I was reading a book on Domain Specific Languages on my Safari Online subscription on my iPad. I was trying to learn more about them and how to parse.
I read a big chunk of it and I have to say it is a quick and enjoyable read. But I am not sure if I got much out of it. He suggests making a semantic model as the result of parsing. That way, one separates parsing from action. This sounds good. For some of my languages of interest, I think this will make a lot of sense. But for others, I am generating documents or code and as the author mentions, the semantic model is generally the parse tree itself.
The other big thing I got from the book is that a lot of the standard parsing techniques have issues and can be complicated. This suggests to me that the Pratt parsing that I am pursuing might be a good idea. Apparently regular languages (regex) can’t handle nesting. Context-free languages (handles nesting) that most parsers deal with seem to have issues with variable assignments (bizarre to me) and that context-specific languages do not have generalized parsing. Also, mixing in different languages together as I want to do is not supported in general. So all of that suggests that what I am learning and doing is not totally stupid.
One little side note from my reading were the two languages graphviz and scss. Graphviz is a simple language for constructing visualization of graphs. That sounds like a nice tool to have. There are also pstricks packages that can do this too. It might be fun to compare.
A similar project that I am inspired to pursue is an html markup variant, which I am currently calling htmPlus; I leave off the L in html to indicate that it is like html but with a little less noise. My current idea is to create a syntax with as minimal extra as necessary but still have all the tags of html. I do not like the wiki syntax I see since it doesn’t really teach html at all. Using # for a numbered item or *bolded* does not get to what element is being used which prevents being able to read html, write css, or do jQuery selectors. So I want a language which is very close. But the idea of typing out
is painful (how do GUIs deal with attributes?). Instead, my idea is \div.contthis#me some stuff // Same content, but less noise. The closing “bracket” could also be //div or //.contthis or //#me and it would close up all tags in between. So that can minimize useless closures.

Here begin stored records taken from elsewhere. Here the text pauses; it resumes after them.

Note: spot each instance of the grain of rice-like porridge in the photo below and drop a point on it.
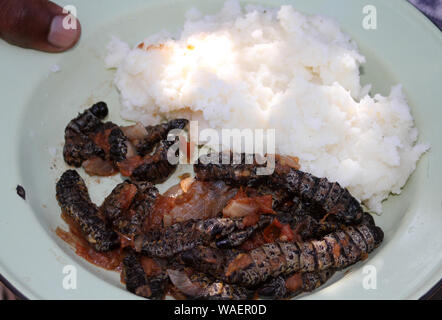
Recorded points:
(256, 67)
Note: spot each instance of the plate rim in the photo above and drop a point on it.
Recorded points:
(425, 286)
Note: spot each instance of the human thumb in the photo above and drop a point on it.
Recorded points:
(38, 24)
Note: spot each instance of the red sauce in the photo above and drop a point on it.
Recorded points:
(111, 260)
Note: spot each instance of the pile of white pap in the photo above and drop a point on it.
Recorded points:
(256, 67)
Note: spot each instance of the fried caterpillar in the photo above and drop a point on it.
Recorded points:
(329, 195)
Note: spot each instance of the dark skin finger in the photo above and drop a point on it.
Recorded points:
(38, 24)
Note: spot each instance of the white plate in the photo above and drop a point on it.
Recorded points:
(37, 105)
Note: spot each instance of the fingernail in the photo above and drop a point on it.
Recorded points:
(59, 36)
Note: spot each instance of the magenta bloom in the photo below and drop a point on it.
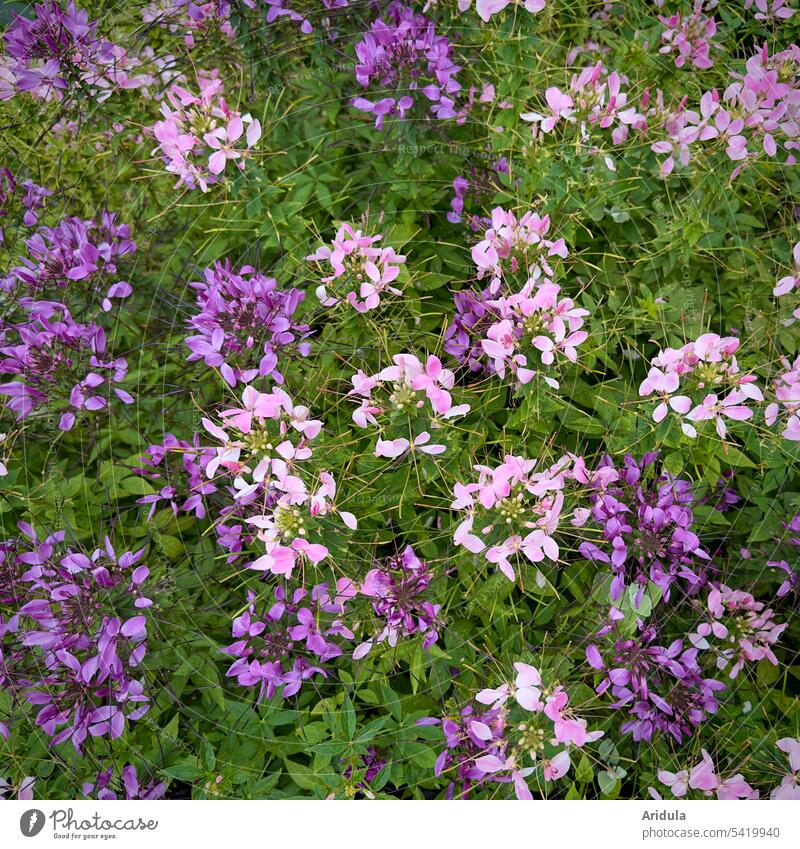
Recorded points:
(404, 55)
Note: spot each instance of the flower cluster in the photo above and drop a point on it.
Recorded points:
(401, 387)
(27, 196)
(59, 53)
(789, 788)
(244, 322)
(487, 8)
(647, 522)
(82, 619)
(356, 265)
(533, 319)
(191, 18)
(166, 465)
(278, 647)
(75, 251)
(58, 365)
(758, 112)
(703, 777)
(663, 689)
(264, 443)
(511, 245)
(747, 630)
(103, 785)
(595, 99)
(397, 586)
(200, 134)
(508, 501)
(701, 382)
(785, 390)
(690, 36)
(403, 54)
(526, 722)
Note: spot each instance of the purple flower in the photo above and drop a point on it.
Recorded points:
(105, 782)
(647, 529)
(82, 626)
(74, 251)
(404, 55)
(396, 585)
(57, 364)
(280, 647)
(245, 322)
(662, 689)
(59, 53)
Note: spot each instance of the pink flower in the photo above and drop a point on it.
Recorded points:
(678, 782)
(702, 776)
(790, 282)
(789, 787)
(557, 767)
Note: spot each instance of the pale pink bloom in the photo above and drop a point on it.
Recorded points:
(789, 787)
(702, 776)
(557, 767)
(527, 685)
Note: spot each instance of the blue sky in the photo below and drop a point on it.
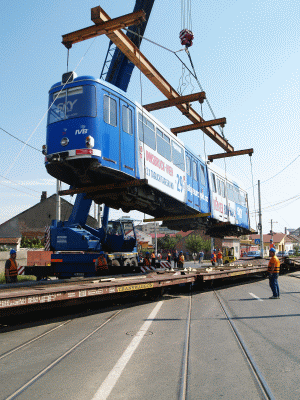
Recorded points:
(246, 55)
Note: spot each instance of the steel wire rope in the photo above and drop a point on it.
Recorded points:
(281, 202)
(14, 161)
(10, 187)
(253, 190)
(260, 378)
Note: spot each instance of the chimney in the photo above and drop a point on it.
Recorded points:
(44, 196)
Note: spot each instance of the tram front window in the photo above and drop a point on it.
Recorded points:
(75, 102)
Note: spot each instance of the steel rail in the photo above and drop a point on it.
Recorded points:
(260, 378)
(55, 362)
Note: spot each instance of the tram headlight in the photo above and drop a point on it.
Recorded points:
(64, 141)
(89, 142)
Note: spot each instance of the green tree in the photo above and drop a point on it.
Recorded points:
(168, 242)
(195, 243)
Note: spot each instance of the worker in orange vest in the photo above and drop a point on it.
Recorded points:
(101, 266)
(213, 258)
(180, 263)
(11, 268)
(146, 261)
(153, 259)
(273, 270)
(219, 258)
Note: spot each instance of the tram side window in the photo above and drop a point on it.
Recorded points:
(195, 175)
(219, 187)
(74, 102)
(202, 175)
(188, 166)
(127, 119)
(146, 132)
(213, 179)
(163, 144)
(109, 110)
(178, 156)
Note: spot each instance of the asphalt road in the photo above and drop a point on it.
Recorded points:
(180, 346)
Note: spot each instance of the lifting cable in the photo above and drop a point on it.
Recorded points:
(253, 189)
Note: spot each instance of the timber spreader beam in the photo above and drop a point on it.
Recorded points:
(100, 18)
(233, 153)
(178, 100)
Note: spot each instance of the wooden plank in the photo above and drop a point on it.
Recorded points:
(141, 62)
(179, 100)
(200, 125)
(103, 28)
(91, 189)
(199, 215)
(231, 154)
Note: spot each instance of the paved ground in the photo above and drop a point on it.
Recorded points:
(139, 354)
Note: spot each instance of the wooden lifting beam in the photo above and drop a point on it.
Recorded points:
(103, 28)
(178, 100)
(231, 154)
(199, 215)
(200, 125)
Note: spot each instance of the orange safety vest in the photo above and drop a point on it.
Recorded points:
(13, 269)
(274, 260)
(101, 263)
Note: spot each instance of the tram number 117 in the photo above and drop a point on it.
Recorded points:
(179, 183)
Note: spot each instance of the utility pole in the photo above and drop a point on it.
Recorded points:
(272, 222)
(260, 223)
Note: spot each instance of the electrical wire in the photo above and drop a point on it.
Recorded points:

I am torn about paragraphs. They should be \p sentences…… But I really like using two newlines to create a paragraph even though that leads to a misleading experience in coding html. I guess for classes and ids, \p would be needed such as in \p#nifty for
Also in there would be a language for doing some useful programmatic replacement. I noticed when trying to write up a page on a recent diet that I have had, that I wanted to write up recipes with ingredients, directions, calories, fiber, maybe even cost of ingredients, etc. And you can well imagine that you might want the ingredient nutrients to bubble up from their own level and that you also will be formatting them in a certain way. So you have to decide on the markup structure and then put in the data. Well, if you decide to change the structure, that is hard. And there is lesss noise when reading simple data structures. Some would solve this with a server-side script serving up data and using templates there, but I think it would be nice to be able to write up pages as stand-alone items. Thus, htmPlus fills the gap. Write out the data and templates in the markup and then translate it into a proper html page. And, of course, if one decides to grab the data and put it elsewhere, then it should be easy to refactor it since the data will be in a data structure (JSON, to be specific).
The tags of htmPlus will look superficially like TeX with all of the slashes. But the similarity would end there. And I am fine with that. To mix in other languages, I would use something like this: \m math stuff // or \js script code // but the script code would not be in the html page, but used in generating it using my own custom js parsing (for security). To do scripting in the page itself, one would use \script code // though again // would be a problem with comments. I am thinking of a comment structure of “comments” that I could use in these various languages. Not sure, but I want stuff that I prefer non-shift needing keys.
Just some random thoughts from today.